What he did not say then was that he was also learning the arts of cyberwar. The architects of Olympic Games would meet him in the Situation Room, often with what they called the “horse blanket,” a giant foldout schematic diagram of Iran’s nuclear production facilities. Mr. Obama authorized the attacks to continue, and every few weeks — certainly after a major attack — he would get updates and authorize the next step. Sometimes it was a strike riskier and bolder than what had been tried previously.
“From his first days in office, he was deep into every step in slowing the Iranian program — the diplomacy, the sanctions, every major decision,” a senior administration official said. “And it’s safe to say that whatever other activity might have been under way was no exception to that rule.”
But the good luck did not last. In the summer of 2010, shortly after a new variant of the worm had been sent into Natanz, it became clear that the worm, which was never supposed to leave the Natanz machines, had broken free, like a zoo animal that found the keys to the cage. It fell to Mr. Panetta and two other crucial players in Olympic Games — General Cartwright, the vice chairman of the Joint Chiefs of Staff, and Michael J. Morell, the deputy director of the C.I.A. — to break the news to Mr. Obama and Mr. Biden.
An error in the code, they said, had led it to spread to an engineer’s computer when it was hooked up to the centrifuges. When the engineer left Natanz and connected the computer to the Internet, the American- and Israeli-made bug failed to recognize that its environment had changed. It began replicating itself all around the world. Suddenly, the code was exposed, though its intent would not be clear, at least to ordinary computer users.
“We think there was a modification done by the Israelis,” one of the briefers told the president, “and we don’t know if we were part of that activity.”
Mr. Obama, according to officials in the room, asked a series of questions, fearful that the code could do damage outside the plant. The answers came back in hedged terms. Mr. Biden fumed. “It’s got to be the Israelis,” he said. “They went too far.”
In fact, both the Israelis and the Americans had been aiming for a particular part of the centrifuge plant, a critical area whose loss, they had concluded, would set the Iranians back considerably. It is unclear who introduced the programming error.
The question facing Mr. Obama was whether the rest of Olympic Games was in jeopardy, now that a variant of the bug was replicating itself “in the wild,” where computer security experts can dissect it and figure out its purpose.
“I don’t think we have enough information,” Mr. Obama told the group that day, according to the officials. But in the meantime, he ordered that the cyberattacks continue. They were his best hope of disrupting the Iranian nuclear program unless economic sanctions began to bite harder and reduced Iran’s oil revenues.
Within a week, another version of the bug brought down just under 1,000 centrifuges. Olympic Games was still on.
A Weapon’s Uncertain Future
American cyberattacks are not limited to Iran, but the focus of attention, as one administration official put it, “has been overwhelmingly on one country.” There is no reason to believe that will remain the case for long. Some officials question why the same techniques have not been used more aggressively against North Korea. Others see chances to disrupt Chinese military plans, forces in Syria on the way to suppress the uprising there, and Qaeda operations around the world. “We’ve considered a lot more attacks than we have gone ahead with,” one former intelligence official said.

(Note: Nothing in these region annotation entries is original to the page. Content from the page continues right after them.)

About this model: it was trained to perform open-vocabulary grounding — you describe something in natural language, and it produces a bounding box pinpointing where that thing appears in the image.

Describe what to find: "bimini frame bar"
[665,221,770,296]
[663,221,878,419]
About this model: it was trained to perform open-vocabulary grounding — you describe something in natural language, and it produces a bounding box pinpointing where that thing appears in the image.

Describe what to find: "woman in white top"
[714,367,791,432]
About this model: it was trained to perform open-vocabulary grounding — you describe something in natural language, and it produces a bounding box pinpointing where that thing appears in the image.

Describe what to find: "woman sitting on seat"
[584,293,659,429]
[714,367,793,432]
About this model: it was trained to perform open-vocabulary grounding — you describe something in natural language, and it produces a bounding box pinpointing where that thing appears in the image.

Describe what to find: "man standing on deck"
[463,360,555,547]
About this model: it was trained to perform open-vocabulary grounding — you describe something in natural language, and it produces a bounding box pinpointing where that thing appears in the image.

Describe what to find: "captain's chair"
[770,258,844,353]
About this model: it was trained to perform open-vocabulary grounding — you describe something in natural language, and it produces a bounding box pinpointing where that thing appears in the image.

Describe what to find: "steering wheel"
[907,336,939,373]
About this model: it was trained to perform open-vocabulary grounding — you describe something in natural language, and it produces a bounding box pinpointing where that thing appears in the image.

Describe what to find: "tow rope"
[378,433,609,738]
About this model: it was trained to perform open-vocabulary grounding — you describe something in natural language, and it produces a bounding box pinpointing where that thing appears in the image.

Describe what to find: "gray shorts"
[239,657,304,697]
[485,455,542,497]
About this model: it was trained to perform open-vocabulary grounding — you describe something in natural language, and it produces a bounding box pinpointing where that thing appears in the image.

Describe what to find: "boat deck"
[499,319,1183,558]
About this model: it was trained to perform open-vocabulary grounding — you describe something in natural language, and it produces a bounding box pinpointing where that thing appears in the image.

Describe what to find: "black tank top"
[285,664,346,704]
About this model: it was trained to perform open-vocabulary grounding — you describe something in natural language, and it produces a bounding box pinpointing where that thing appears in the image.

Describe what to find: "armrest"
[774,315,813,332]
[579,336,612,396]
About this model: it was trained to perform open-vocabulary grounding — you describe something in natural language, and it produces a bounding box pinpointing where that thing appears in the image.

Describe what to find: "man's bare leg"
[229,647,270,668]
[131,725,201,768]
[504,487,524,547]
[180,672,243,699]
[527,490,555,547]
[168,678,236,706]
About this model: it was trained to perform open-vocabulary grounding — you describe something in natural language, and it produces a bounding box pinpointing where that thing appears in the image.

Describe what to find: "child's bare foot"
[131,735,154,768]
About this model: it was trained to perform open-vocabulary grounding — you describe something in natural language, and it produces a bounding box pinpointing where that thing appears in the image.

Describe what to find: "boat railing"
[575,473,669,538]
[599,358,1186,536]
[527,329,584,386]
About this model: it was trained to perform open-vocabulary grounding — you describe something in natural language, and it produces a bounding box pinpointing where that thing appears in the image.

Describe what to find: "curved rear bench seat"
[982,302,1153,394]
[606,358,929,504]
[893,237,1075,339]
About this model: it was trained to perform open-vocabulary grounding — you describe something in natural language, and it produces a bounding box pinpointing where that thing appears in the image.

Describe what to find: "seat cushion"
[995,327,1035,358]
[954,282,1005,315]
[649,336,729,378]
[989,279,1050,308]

Mr. Obama has repeatedly told his aides that there are risks to using — and particularly to overusing — the weapon. In fact, no country’s infrastructure is more dependent on computer systems, and thus more vulnerable to attack, than that of the United States. It is only a matter of time, most experts believe, before it becomes the target of the same kind of weapon that the Americans have used, secretly, against Iran.